Uma capacidade dinâmica que emerge de toda essa propensão à flexibilização é a “improvisação planejada”. Se em outros setores tradicionais a improvisação é tida como algo marginal, ou que só ocorre diante de uma situação emergencial, nas indústrias criativas ela é constantemente necessária para a realocação ágil de recursos nos processos. Nas indústrias criativas, a improvisação é planejada, incorporada e integrada à gestão de uma forma consciente, e isto corrobora para expandir a incorporação também da criatividade de forma consciente na rotina da organização, como elemento central das operações (KIRSCHBAUM et al., 2009).
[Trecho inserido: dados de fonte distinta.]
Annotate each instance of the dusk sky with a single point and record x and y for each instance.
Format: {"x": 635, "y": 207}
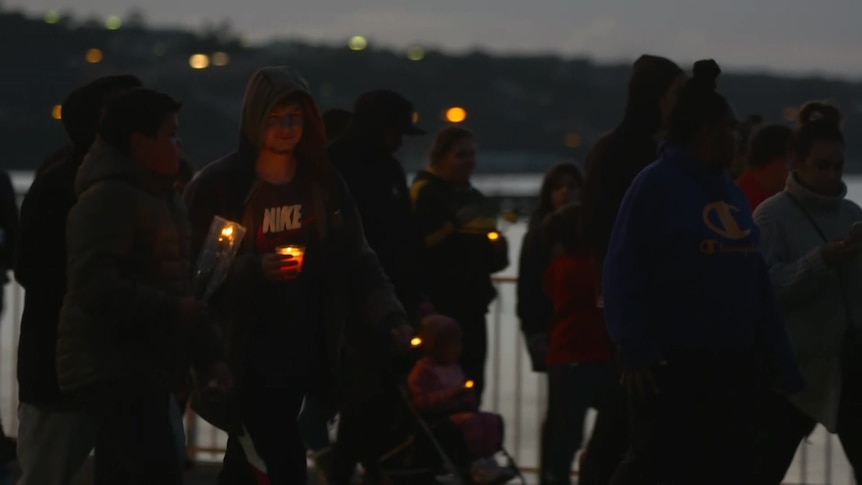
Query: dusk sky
{"x": 790, "y": 36}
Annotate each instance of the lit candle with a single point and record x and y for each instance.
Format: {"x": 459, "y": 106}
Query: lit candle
{"x": 292, "y": 250}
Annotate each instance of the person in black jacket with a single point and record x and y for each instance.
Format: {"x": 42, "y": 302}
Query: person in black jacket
{"x": 462, "y": 244}
{"x": 286, "y": 319}
{"x": 49, "y": 431}
{"x": 8, "y": 231}
{"x": 612, "y": 164}
{"x": 364, "y": 155}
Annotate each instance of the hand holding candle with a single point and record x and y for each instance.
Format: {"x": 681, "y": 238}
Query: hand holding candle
{"x": 296, "y": 252}
{"x": 284, "y": 265}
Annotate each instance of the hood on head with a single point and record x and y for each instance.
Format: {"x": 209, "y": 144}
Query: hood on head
{"x": 265, "y": 90}
{"x": 82, "y": 108}
{"x": 104, "y": 162}
{"x": 651, "y": 77}
{"x": 439, "y": 330}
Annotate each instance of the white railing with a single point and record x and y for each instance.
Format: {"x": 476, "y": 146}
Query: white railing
{"x": 513, "y": 390}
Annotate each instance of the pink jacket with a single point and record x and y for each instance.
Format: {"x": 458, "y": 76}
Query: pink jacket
{"x": 439, "y": 390}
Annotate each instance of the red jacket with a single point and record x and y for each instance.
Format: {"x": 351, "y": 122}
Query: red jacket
{"x": 578, "y": 327}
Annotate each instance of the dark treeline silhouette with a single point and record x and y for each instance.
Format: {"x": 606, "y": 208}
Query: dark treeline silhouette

Outra característica acerca da criação no âmbito das indústrias criativas é que ocorre uma dualidade na tentativa de gerenciar o tradicional e o moderno (KIRSCHBAUM et al., 2009). Cunha Filho (2011, p. 119), versando sobre as preocupações que deve ter o poder público no tocante ao gerenciamento e resguardo da cultura e da economia criativa, alerta sobre o equívoco de se entender a criatividade como sinônimo perfeito de inovação, e assinala que a estrutura pública para a economia criativa deve pensar e atuar por linguagens como as das artes e da filosofia, sobre o posto e o proposto. Assim, sustenta que no âmbito da economia da cultura e criativa, deve-se atentar para as três dimensões temporais: deve-se ter preocupações com a inventividade, que é “a antessala de contato com o futuro”, mas também com a “preservação e

até o resgate de bens, valores e processos da época presente e de outras que ficaram para trás no calendário”. O autor afirma que o resguardo da cultura

não implica petrificar as relações por simples amor ao passado, nem ter ojeriza ao que é novo, mas ter criticidade sobre ambos e respeito pelo porvir. Guardar o tesouro cultural se distancia de aceitar ou rejeitar o novo simplesmente porque é novo ou o velho tão somente por ser velho; é ter cada um na medida em que ajudem a concretizar o que dignifica a humanidade, os outros seres e o meio nos quais e com os quais vive e convive (CUNHA FILHO, 2011, p. 118).

No tocante à atividade de criação de ideias e produtos, além da dualidade tradicional/moderno, Kirschbaum et al. (2009) apontam as seguintes dualidades que precisam ser equilibradas pela gestão das indústrias criativas: novidade/familiaridade, global/local, autenticidade/sucesso.

Isto posto, surgem os questionamentos: como se dá a criação nas indústrias criativas gastronômicas? Os profissionais criativos a concebem como um processo lógico, planejado? Há tempos e processos preestabelecidos ou predomina a improvisação? Há limitações na atividade de criação devido à instabilidade e incerteza da demanda ou a outros fatores? Há ocorrência de dualidades ou tensões neste processo criativo?